Wątpliwości następne - moim zdaniem poważniejsze - pojawiły się po działaniach, jakie podjąłem z chwilą, gdy dotarła do mnie informacja, iż redaktor naczelny pisma "Tylko Polska" oraz szef Polskiej Partii Narodowej w jednej osobie jest zarazem wyłącznym dysponentem praw do wielce zasłużonego Stronnictwa Narodowego, które zarejestrował w sądzie bez wiedzy i wbrew woli większości narodowców. Znając dobrze jednego z najbardziej zasłużonych, Jana P. Koziatka (m.in. faktyczny przewodniczący Komitetu Strajkowego w Stoczni Gdańskiej podczas Sierpnia 1980) zaproponowałem, aby wspólnie udać się do Warszawy i zgłosić gotowość reaktywowania lokalnej struktury tej partii na Wybrzeżu, oczywiście wyłącznie naszymi siłami. Niestety, L. Bubel zdecydowanie odmówił, a mnie rzucił propozycję działania w PPN. Tu ja okazałem się nieugięty, bowiem nie lubię firmować swoim nazwiskiem przedsięwzięć do których nie mam przekonania.
Mimo tych doświadczeń, postanowiłem zachować rzecz całą dla siebie - bez nagłaśniania w "MOTO", ale też bez zbytniej wiary w szczerość polskich i narodowych intencji L. Bubla. Niestety, jak mówią starsi ludzie: "Kto ma miękkie serce, musi mieć twardą dupę". Moja dyskrecja została ukarana i to przez człowieka, który współpracę z Samoobroną realizował znacznie dłużej i intensywniej, a ponadto - na najwyższym, wodzowskim szczeblu.
Może zatem czas najwyższy zweryfikować nasze prawdziwe korzenie, panie Leszku Bubel? Zacznijmy np. od wymiany metryk chrztu świętego w Kościele rzymsko-katolickim. Opublikujemy je wzajemnie w swoich tytułach i niech sami czytelnicy sprawdzą, czy są to dokumenty prawdziwe. Ja swojego pochodzenia po mieczu i kądzieli z wielopokoleniowych rodzin polskich chłopów, zamieszkujących zachodnią część Lubelskiego jestem pewien całkowicie.
A co będzie, gdy wynik poszukiwań żydowskich korzeni okaże się pozytywny?
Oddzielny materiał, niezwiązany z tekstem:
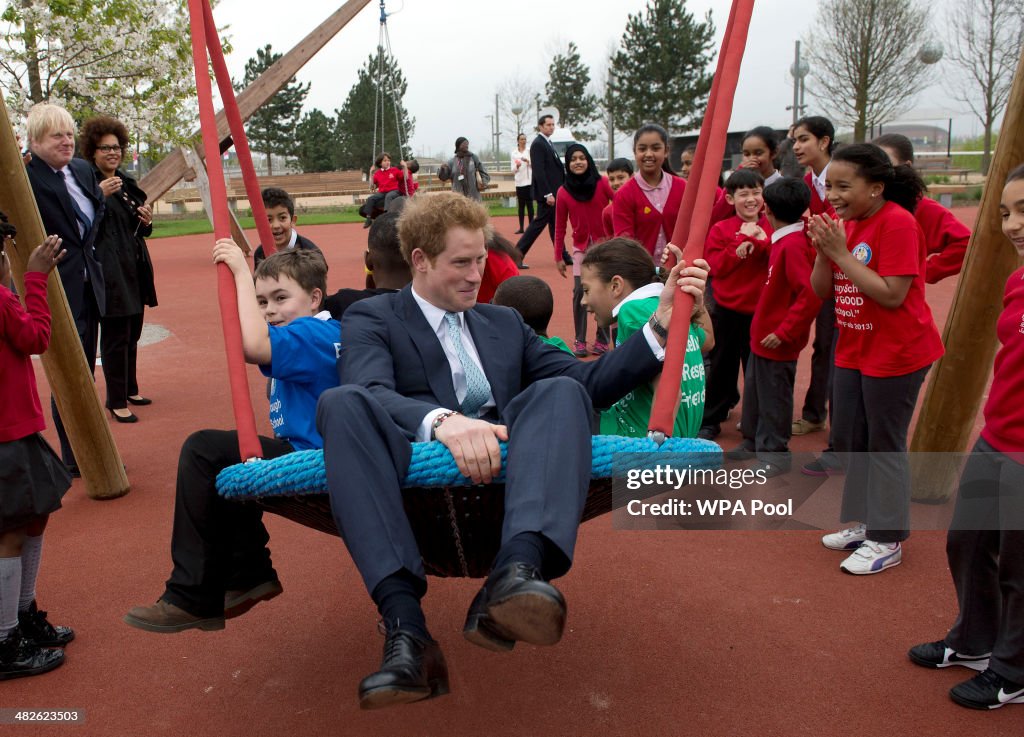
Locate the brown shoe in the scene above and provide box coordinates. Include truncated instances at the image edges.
[224,579,285,619]
[793,418,825,435]
[125,599,224,633]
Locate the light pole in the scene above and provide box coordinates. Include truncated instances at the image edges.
[786,41,811,125]
[512,105,522,140]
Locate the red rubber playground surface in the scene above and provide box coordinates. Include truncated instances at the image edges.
[14,204,1024,737]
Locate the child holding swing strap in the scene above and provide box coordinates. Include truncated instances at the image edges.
[808,143,943,574]
[581,239,715,437]
[908,165,1024,709]
[0,213,75,681]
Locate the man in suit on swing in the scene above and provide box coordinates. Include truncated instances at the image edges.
[316,192,707,708]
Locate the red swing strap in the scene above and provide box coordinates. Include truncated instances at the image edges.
[188,0,273,460]
[647,0,754,437]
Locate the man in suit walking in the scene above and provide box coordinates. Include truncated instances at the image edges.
[26,102,105,476]
[516,115,565,264]
[316,192,707,708]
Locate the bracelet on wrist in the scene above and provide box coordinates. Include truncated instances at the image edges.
[430,409,461,437]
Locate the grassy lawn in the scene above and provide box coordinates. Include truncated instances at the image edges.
[151,203,516,239]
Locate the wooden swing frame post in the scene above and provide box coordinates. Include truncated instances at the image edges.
[910,48,1024,504]
[0,102,130,500]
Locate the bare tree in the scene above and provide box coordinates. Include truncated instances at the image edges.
[948,0,1024,174]
[498,72,539,147]
[804,0,929,141]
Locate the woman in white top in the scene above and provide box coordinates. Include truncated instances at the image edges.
[512,133,534,233]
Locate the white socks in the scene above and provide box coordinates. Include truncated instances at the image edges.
[17,535,43,611]
[0,558,22,642]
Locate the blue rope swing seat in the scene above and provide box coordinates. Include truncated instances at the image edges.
[217,435,722,577]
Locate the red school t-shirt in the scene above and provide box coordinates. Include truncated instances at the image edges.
[833,202,943,378]
[981,268,1024,464]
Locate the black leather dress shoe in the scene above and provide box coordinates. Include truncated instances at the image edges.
[359,630,449,709]
[463,563,565,651]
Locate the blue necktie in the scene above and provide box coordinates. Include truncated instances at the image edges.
[61,169,92,237]
[444,312,490,418]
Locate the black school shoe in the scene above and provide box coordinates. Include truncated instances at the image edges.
[949,668,1024,709]
[0,627,63,681]
[17,600,75,646]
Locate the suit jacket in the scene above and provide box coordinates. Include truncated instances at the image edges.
[27,157,106,318]
[338,286,662,439]
[529,133,565,202]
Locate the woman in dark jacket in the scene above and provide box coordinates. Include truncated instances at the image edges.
[79,116,157,423]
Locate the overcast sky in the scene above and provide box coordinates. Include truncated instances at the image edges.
[214,0,980,158]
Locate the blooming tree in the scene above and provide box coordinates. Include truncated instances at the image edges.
[0,0,224,147]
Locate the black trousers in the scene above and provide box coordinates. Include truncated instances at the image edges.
[800,300,836,423]
[945,438,1024,684]
[50,289,99,466]
[831,366,930,543]
[316,377,593,593]
[740,353,797,471]
[99,312,143,409]
[515,184,534,230]
[163,430,293,616]
[701,304,754,427]
[515,200,555,256]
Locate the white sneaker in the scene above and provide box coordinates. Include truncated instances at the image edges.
[821,524,867,550]
[839,539,903,575]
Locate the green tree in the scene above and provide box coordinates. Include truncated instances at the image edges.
[604,0,715,131]
[295,110,338,172]
[544,41,598,140]
[0,0,223,147]
[947,0,1024,174]
[805,0,930,142]
[234,44,309,174]
[335,48,416,172]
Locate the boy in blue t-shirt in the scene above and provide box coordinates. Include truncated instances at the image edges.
[125,244,341,633]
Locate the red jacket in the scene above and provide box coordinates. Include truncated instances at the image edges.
[555,177,614,262]
[913,197,971,284]
[981,268,1024,454]
[0,271,50,442]
[476,249,519,304]
[753,230,821,361]
[611,173,686,256]
[705,215,771,314]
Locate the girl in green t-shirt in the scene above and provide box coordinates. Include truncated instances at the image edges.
[581,237,715,437]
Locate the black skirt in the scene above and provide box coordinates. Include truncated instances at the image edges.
[0,433,71,532]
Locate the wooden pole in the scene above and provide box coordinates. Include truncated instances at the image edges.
[0,103,129,498]
[910,47,1024,503]
[139,0,370,203]
[178,146,252,256]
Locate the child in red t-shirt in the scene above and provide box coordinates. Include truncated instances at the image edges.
[697,169,771,440]
[871,133,971,284]
[611,123,686,263]
[554,143,613,357]
[908,165,1024,709]
[809,143,943,574]
[793,116,839,448]
[601,159,633,235]
[0,222,75,680]
[727,178,821,477]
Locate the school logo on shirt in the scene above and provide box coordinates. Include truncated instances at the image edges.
[850,243,871,266]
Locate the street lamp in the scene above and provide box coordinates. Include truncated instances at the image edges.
[786,41,811,125]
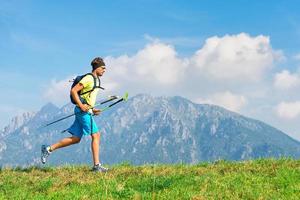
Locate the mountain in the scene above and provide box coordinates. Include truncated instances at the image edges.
[0,94,300,165]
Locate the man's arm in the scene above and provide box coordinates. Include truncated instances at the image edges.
[71,83,90,112]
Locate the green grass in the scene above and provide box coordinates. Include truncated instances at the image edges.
[0,159,300,200]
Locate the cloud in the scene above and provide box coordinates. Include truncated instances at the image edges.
[193,33,284,81]
[275,101,300,120]
[196,91,247,112]
[105,40,188,85]
[274,70,300,90]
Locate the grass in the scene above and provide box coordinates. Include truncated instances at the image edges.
[0,159,300,200]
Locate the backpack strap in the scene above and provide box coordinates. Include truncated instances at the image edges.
[80,73,104,95]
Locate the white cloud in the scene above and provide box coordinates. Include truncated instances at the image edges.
[274,70,300,90]
[196,91,247,112]
[193,33,283,81]
[275,101,300,120]
[105,40,188,90]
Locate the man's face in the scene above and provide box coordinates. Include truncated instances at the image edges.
[96,66,106,76]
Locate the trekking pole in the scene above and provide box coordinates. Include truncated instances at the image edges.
[61,92,128,133]
[100,92,128,112]
[41,96,118,128]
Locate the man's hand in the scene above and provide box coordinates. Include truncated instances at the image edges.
[79,104,90,112]
[93,108,101,115]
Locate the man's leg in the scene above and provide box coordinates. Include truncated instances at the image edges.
[91,132,100,165]
[41,136,80,164]
[50,136,81,151]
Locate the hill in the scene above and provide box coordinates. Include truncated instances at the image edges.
[0,159,300,200]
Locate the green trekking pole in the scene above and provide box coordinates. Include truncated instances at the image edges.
[41,96,118,128]
[100,92,128,112]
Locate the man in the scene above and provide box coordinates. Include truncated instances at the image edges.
[41,57,108,172]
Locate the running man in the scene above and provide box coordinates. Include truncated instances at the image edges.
[41,57,108,172]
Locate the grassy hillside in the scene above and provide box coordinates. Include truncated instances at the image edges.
[0,159,300,200]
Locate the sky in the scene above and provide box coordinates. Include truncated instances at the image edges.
[0,0,300,140]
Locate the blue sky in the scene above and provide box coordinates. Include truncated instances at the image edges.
[0,0,300,139]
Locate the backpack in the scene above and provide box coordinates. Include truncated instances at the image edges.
[70,73,104,105]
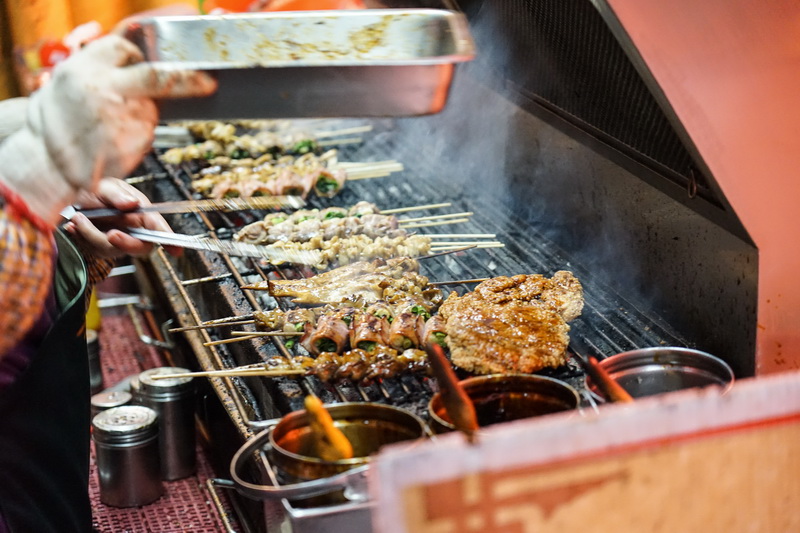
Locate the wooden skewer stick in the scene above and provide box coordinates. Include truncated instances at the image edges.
[428,278,491,287]
[347,172,400,181]
[347,166,403,180]
[421,233,497,239]
[231,331,305,337]
[381,202,453,215]
[400,218,469,229]
[431,242,506,252]
[417,245,475,261]
[397,211,474,226]
[145,368,306,379]
[203,335,258,346]
[168,315,256,333]
[317,137,364,146]
[313,124,372,139]
[431,241,503,248]
[336,159,403,169]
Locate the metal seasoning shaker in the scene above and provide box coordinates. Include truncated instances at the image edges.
[86,329,103,394]
[92,405,164,507]
[91,390,132,418]
[131,367,197,481]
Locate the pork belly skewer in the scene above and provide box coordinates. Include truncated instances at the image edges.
[148,347,428,383]
[162,123,371,165]
[234,204,484,244]
[191,150,403,198]
[242,257,442,312]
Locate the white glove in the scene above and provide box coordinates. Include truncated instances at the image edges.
[0,35,216,225]
[0,98,28,142]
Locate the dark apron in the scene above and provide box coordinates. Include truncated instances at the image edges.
[0,232,92,533]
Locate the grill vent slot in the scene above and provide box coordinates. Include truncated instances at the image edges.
[459,0,722,206]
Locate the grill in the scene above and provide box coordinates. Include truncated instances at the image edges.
[128,0,758,532]
[134,118,687,528]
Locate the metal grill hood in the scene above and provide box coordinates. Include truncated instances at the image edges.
[596,0,800,374]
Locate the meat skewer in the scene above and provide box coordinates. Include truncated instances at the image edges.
[191,150,403,198]
[439,271,583,374]
[243,257,442,312]
[147,347,429,383]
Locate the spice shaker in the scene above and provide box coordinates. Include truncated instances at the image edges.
[92,405,164,507]
[131,367,197,481]
[86,329,103,394]
[91,390,131,418]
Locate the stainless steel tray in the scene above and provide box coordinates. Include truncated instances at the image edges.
[127,9,475,120]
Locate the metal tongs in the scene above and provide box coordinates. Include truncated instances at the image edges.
[124,228,322,266]
[61,196,306,220]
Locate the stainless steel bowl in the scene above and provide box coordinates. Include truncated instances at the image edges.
[428,374,580,433]
[587,346,734,398]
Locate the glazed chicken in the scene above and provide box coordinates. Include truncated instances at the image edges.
[439,271,583,374]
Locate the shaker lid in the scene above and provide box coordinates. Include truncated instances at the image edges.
[92,405,158,433]
[139,366,193,390]
[92,390,131,409]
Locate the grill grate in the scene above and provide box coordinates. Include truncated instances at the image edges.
[134,120,685,420]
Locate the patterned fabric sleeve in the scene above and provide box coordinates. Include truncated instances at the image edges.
[0,206,55,357]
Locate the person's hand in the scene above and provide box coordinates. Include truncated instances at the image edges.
[64,178,181,259]
[0,35,216,229]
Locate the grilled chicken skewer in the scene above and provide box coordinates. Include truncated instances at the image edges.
[145,347,429,383]
[243,257,442,313]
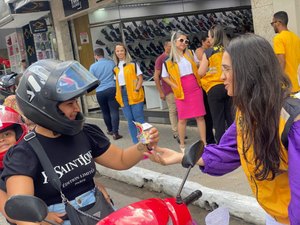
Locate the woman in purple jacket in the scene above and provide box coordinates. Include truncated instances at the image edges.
[148,34,300,225]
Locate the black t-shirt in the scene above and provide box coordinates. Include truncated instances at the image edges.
[2,124,110,205]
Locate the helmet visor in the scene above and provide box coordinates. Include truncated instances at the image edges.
[56,62,97,95]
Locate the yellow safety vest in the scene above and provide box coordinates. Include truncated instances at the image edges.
[236,109,291,224]
[114,63,145,107]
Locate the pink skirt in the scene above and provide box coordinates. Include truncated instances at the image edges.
[176,74,206,119]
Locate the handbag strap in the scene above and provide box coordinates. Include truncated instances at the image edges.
[24,131,65,193]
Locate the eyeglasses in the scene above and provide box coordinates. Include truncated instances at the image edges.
[177,38,190,45]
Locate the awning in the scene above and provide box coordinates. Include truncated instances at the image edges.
[0,0,50,29]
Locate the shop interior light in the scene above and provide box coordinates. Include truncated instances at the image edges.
[0,15,14,27]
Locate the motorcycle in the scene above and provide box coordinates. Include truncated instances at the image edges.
[4,141,204,225]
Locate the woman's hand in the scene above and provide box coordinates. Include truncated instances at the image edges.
[41,212,66,225]
[144,147,183,165]
[148,127,159,149]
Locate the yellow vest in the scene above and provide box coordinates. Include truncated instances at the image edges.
[165,50,201,100]
[236,109,291,224]
[114,63,145,107]
[201,46,224,93]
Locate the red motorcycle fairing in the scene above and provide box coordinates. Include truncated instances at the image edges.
[164,198,195,225]
[97,198,170,225]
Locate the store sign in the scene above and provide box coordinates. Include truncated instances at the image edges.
[62,0,89,16]
[10,0,50,13]
[29,19,48,34]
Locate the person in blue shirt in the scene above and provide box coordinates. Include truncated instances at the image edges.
[90,48,123,140]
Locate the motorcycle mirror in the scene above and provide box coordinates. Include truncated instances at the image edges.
[181,140,204,168]
[4,195,48,223]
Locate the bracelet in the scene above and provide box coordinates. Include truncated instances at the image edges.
[145,144,153,151]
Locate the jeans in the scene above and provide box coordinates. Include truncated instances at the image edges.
[121,86,145,144]
[96,87,120,134]
[48,189,96,225]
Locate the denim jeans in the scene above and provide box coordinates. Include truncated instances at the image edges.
[96,87,120,134]
[121,86,145,144]
[48,189,96,225]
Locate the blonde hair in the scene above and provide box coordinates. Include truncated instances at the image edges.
[169,30,188,62]
[113,43,132,66]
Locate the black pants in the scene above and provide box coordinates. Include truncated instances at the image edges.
[96,87,120,134]
[207,84,233,143]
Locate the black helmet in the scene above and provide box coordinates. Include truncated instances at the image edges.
[16,59,99,135]
[0,73,18,97]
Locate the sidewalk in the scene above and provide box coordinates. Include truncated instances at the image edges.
[86,114,264,224]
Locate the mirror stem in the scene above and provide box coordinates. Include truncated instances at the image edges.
[176,166,192,204]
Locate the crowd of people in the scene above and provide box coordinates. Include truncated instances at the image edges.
[0,11,300,225]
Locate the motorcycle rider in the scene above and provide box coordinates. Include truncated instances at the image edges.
[2,60,159,225]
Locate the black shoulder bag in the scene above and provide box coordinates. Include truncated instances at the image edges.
[24,132,114,225]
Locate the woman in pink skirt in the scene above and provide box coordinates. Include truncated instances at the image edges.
[161,31,206,151]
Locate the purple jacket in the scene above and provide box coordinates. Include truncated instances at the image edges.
[200,120,300,225]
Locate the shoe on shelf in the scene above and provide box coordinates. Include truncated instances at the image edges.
[113,133,123,140]
[179,145,185,154]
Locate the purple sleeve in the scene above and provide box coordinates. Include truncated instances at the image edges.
[200,123,241,176]
[288,120,300,225]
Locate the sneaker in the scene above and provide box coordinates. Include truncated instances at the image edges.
[113,133,123,140]
[179,145,185,154]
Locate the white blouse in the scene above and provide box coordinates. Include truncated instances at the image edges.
[161,56,194,77]
[118,61,143,86]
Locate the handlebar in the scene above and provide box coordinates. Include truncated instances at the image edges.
[183,190,202,205]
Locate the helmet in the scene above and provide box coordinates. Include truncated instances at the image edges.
[0,73,18,97]
[16,59,99,135]
[0,105,28,143]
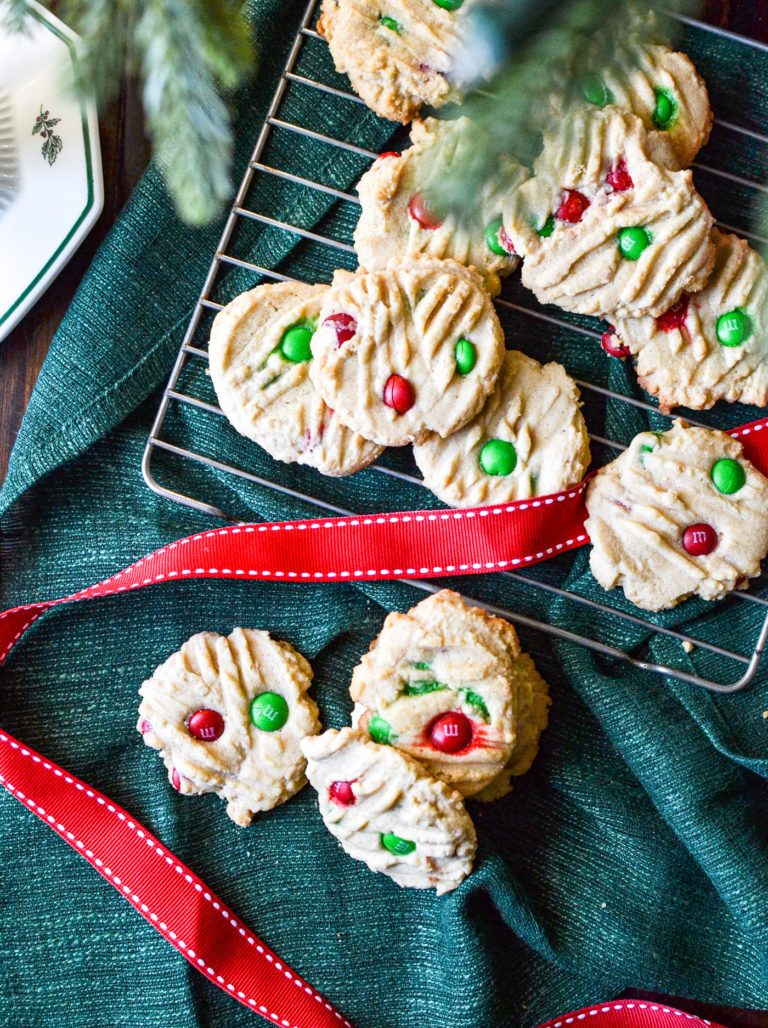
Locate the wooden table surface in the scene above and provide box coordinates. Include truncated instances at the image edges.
[0,0,768,1028]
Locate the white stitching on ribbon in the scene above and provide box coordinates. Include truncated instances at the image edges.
[0,731,352,1028]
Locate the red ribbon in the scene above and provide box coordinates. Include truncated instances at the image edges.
[0,418,768,1028]
[539,999,722,1028]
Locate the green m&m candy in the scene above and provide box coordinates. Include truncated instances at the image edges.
[453,339,477,375]
[716,307,752,346]
[651,89,678,129]
[479,439,517,475]
[581,75,616,107]
[378,832,416,856]
[368,713,395,746]
[251,693,288,732]
[280,325,313,364]
[485,218,515,257]
[709,456,746,497]
[616,225,653,260]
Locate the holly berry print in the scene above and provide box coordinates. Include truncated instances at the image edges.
[32,105,64,164]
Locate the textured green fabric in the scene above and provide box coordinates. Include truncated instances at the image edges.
[0,0,768,1028]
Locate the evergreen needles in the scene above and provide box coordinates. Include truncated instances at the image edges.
[5,0,254,225]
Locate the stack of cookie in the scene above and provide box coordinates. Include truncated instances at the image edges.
[302,589,549,895]
[209,254,589,506]
[210,0,768,609]
[137,590,549,894]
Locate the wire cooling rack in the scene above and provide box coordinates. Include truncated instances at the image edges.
[142,0,768,693]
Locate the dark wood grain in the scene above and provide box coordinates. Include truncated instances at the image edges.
[0,6,768,1028]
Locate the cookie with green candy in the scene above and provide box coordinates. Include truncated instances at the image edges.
[137,628,320,828]
[504,108,715,318]
[563,39,712,168]
[413,350,590,507]
[309,257,504,446]
[585,421,768,611]
[612,229,768,412]
[355,117,526,296]
[301,728,477,895]
[318,0,473,124]
[209,282,381,476]
[350,589,549,800]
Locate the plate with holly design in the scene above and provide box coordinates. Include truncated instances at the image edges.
[0,0,104,340]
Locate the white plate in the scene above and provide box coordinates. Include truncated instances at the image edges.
[0,0,104,340]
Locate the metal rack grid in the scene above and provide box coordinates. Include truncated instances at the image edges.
[142,0,768,693]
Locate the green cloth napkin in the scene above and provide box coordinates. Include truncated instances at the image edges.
[0,0,768,1028]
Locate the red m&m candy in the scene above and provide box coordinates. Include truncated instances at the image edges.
[323,314,358,346]
[187,707,224,742]
[383,375,416,414]
[606,157,634,192]
[656,293,689,332]
[600,325,630,361]
[430,710,472,754]
[683,521,718,557]
[408,193,445,229]
[328,781,355,807]
[555,189,589,225]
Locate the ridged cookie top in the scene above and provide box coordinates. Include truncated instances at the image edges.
[355,118,527,296]
[302,728,477,895]
[318,0,472,123]
[615,229,768,410]
[309,257,504,446]
[209,282,381,475]
[585,421,768,611]
[137,628,320,825]
[504,111,715,317]
[350,589,549,798]
[553,37,712,168]
[413,351,589,507]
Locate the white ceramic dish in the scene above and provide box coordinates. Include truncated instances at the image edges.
[0,0,104,340]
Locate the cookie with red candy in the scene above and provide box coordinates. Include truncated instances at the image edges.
[585,421,768,611]
[301,728,477,895]
[318,0,474,124]
[309,257,505,446]
[355,117,526,296]
[350,589,549,800]
[613,228,768,412]
[503,108,715,319]
[137,628,320,827]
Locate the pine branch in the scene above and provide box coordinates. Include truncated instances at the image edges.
[134,0,250,225]
[0,0,27,32]
[62,0,136,110]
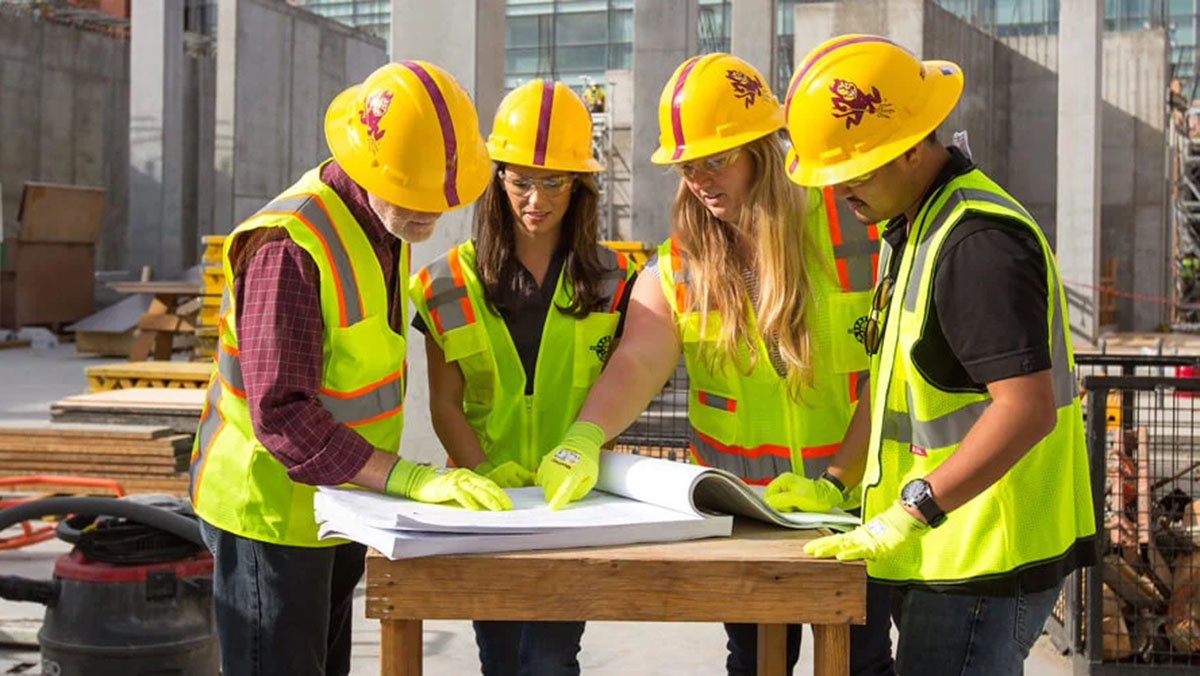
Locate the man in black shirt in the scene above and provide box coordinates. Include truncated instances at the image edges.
[767,35,1096,675]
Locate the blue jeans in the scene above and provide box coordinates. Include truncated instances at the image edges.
[892,582,1062,676]
[200,520,366,676]
[473,621,584,676]
[725,581,895,676]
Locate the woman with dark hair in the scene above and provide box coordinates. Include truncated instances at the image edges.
[409,79,634,675]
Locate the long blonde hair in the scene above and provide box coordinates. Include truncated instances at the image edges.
[671,134,822,399]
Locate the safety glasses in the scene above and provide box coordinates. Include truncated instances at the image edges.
[672,148,742,179]
[499,171,571,197]
[863,275,895,357]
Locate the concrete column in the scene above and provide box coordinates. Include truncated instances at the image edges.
[390,0,505,462]
[631,0,698,241]
[779,2,838,63]
[126,0,185,280]
[730,0,780,81]
[1055,0,1104,342]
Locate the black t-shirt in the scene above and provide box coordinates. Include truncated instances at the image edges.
[883,146,1050,391]
[413,249,636,395]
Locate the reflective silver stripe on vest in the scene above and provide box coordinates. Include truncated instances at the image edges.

W moim wypadku też nie widzę z tym żadnych problemów. Cóż to bowiem za sztuka bronić polskich interesów będąc rdzennym Polakiem? To wręcz obowiązek! Co innego - obrona Polski z pozycji człowieka, który Polakiem nie jest. To dopiero prawdziwy powód do chwały. Miałbym wówczas prawo (patrz: setki publikacji dekonspirujących Żydów i ich antypolskie knowania) do miana najbardziej lojalnego i zasymilowanego obywatela Rzeczypospolitej Polskiej pochodzenia żydowskiego, przynajmniej w XXI wieku.
Z Leszkiem Bublem byłoby gorzej, bowiem etykieta najbardziej lojalnego Żyda w III/IV RP raczej go nie interesuje, natomiast po ujawnieniu koszernych korzeni straciłby definitywnie mandat do gromadzenia, reprezentowania i... kontrolowania pod swoimi sztandarami wszystkich narodowców. A to nie tylko wyjątkowo opłacalny, ale także bardzo potrzebny geszeft. Komu potrzebny, łatwo wydedukować...
Teksty i zdjęcia: Henryk JEZIERSKI
(Prawa autorskie zastrzeżone)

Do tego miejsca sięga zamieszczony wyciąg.